There is no one way of being a start-up CEO. There is no single template or standard job description. Rather, think of the role as a jigsaw with each piece representing a particular area of competence. When correctly assembled, the pieces come together to present a complete picture.
Yet no individual, however brilliant, has the ability or the desire to cover all the pieces. Each apprentice CEO – and that is surely what most first time CEOs are – will by inclination or design select those pieces that best reflect their abilities.
To be sure, there are some ‘corner pieces’ that must carry their imprint. The oft-quoted Fred Wilson puts it well when he says that, ‘A CEO does only three things. Sets the overall vision and strategy of the company and communicates it to all stakeholders. Recruits, hires, and retains the very best talent for the company. Makes sure there is always enough cash in the bank‘.
But no two CEOs execute the job in the same way. All CEOs have their own character, their own respective passions, idiosyncrasies, and limitations. And it is awareness of these qualities, gained through self-reflection or feedback from trusted parties, that stands at the core of becoming an effective CEO and building a team of managers that can augment and compensate their leader’s strength and weakness.
But there is a constant quality that stands at the heart of effective start-up CEO competence. A start-up is by definition a company capable of hyper growth. Fast growth companies are characterised by the speed at which things change: by the need to make redundant structures, processes, systems and people that have may have only recently proven successful . The challenge is to manage change as a constant rather than a periodic exercise in realigning a company to changes in its environment. It is why leadership, which is about creating movement, is a more important quality in a start-up CEO than management, which is about nailing things down and optimising operations.

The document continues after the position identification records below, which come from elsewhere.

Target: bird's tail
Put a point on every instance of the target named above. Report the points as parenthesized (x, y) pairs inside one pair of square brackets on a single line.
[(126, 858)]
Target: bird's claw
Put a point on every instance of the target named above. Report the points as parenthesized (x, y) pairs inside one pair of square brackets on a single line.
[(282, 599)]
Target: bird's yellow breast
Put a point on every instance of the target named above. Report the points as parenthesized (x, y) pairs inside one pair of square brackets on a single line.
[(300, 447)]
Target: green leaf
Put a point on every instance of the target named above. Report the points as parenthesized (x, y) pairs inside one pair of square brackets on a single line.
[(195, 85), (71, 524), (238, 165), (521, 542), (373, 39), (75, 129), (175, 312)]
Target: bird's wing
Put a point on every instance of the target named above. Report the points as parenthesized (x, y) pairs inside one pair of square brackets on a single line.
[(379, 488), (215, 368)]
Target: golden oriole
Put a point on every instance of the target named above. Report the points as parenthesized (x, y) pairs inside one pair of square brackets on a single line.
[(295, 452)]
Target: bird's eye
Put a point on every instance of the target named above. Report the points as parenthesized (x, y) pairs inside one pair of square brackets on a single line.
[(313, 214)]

So being a start-up CEO is about negotiating successive transitions. Most founding CEOs excel at the product development stage when the company comprises a committed band of product developers. Fewer and fewer excel as the company grows. This is not purely a matter of ability. I have worked with several CEOs who I believed harboured the ability to evolve their competence to match the changing nature of their role but they simply didn’t want to.
Desire is ultimately what drives learning. And desire has a lot to do with enjoyment. When desire and enjoyment fade and the gap grows between the demands of the role and their skillset, then the job becomes more stressful and the CEO more ineffectual. In my experience, it is a situation that is implicitly understood by employees. It affects morale and engagement as employees know (always earlier than the board) when a CEO is no longer the right person to lead them.
The right thing for the CEO to do in these circumstances is to stand down and slot into a role that restores the alignment between their motivation and preferences. Too often they will persevere and run the inherent risk of the company losing momentum. Or perhaps, they realise that they have taken the company as far as they can and will look to cash in on their investment. The company is sold and the adventure is at an end.